For some distances, the method is clear from the underlying theory (e.g. the Hellinger Distance). However, for other distances, which approach to use is not so clear. I have different references that use one or the other approach. It seems to be quite a subjective call.
There are many examples I could provide so, for the sake of space and simplicity, let’s take the Soergel Distance $(d_s)$ here. (I understand this is a generalised version of the Jaccard Distance).

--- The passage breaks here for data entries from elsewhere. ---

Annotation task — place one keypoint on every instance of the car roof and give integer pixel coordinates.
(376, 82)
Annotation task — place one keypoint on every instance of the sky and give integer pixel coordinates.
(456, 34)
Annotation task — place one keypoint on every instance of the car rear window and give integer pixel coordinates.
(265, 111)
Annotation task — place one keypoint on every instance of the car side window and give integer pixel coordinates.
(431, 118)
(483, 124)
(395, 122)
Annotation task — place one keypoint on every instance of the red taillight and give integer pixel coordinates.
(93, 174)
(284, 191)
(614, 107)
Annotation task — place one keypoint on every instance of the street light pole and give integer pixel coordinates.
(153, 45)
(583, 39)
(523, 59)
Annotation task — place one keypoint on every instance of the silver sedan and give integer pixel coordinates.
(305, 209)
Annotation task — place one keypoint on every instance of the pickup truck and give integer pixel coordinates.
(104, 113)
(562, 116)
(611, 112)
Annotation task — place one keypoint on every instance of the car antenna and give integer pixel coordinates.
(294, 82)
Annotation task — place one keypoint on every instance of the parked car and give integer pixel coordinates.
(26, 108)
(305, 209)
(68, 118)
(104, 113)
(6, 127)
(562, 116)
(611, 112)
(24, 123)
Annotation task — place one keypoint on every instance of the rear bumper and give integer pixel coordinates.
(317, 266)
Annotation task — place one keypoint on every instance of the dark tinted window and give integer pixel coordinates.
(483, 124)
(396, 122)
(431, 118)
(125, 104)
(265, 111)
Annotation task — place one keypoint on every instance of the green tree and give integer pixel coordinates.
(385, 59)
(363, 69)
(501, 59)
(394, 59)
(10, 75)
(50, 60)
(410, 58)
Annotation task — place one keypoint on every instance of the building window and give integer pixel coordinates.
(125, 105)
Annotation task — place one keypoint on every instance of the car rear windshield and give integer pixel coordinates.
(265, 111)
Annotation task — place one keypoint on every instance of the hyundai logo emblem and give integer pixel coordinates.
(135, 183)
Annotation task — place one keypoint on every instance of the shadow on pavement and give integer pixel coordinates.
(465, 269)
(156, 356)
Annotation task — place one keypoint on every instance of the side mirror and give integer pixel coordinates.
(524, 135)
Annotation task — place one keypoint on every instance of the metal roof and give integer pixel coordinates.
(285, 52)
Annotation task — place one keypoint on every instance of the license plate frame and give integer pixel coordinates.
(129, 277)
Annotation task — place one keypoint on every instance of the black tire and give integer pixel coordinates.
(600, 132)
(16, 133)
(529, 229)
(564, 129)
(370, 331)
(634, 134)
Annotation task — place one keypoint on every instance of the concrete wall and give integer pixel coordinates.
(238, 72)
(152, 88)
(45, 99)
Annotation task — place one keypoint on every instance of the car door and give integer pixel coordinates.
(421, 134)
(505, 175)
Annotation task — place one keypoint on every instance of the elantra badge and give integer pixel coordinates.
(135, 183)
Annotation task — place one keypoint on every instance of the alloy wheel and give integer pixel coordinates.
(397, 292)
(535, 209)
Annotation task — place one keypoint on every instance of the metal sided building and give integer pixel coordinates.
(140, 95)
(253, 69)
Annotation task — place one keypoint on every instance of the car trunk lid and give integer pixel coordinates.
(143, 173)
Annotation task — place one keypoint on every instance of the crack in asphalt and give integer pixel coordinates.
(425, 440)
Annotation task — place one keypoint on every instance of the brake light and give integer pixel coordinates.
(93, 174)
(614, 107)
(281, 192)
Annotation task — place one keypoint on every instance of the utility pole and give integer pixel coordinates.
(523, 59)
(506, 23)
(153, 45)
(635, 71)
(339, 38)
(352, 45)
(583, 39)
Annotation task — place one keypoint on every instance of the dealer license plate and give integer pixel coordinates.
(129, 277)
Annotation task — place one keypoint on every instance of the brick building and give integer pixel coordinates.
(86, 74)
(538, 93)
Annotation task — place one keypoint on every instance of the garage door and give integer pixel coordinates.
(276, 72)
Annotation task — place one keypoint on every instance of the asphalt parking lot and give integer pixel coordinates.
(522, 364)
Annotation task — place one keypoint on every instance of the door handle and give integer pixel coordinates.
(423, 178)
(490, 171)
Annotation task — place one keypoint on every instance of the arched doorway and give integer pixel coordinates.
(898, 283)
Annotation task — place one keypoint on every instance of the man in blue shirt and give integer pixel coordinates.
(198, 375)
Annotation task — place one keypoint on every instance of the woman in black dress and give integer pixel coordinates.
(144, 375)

$$d_s(\mathbf{x},\mathbf{y})=1-{\frac{\sum_i min(x_i , y_i)}{\sum_i max(x_i , y_i)}}$$
Firstly, let’s play with the following vectors using count data (taken from survey data): $\mathbf{x}=(5,13,17,14,7)$ and $\mathbf{y}=(12,10,15,41,19)$. Completing the equation, we get $d_s = 0.500$
Now converting the count values to discrete probabilities (or, proportions, if one prefers), we have $\mathbf{\hat x}=(0.089,0.232,0.304,0.250,0.125)$ and $\mathbf{\hat y}=(0.124,0.103,0.155,0.423,0.196)$. Completing the equation again, we get $d_s = 0.435$
So which is the ‘true’ Soergel distance between the vectors? Or is the respective distance ‘valid’ for each approach, which means stating the context is as critical as stating the distance?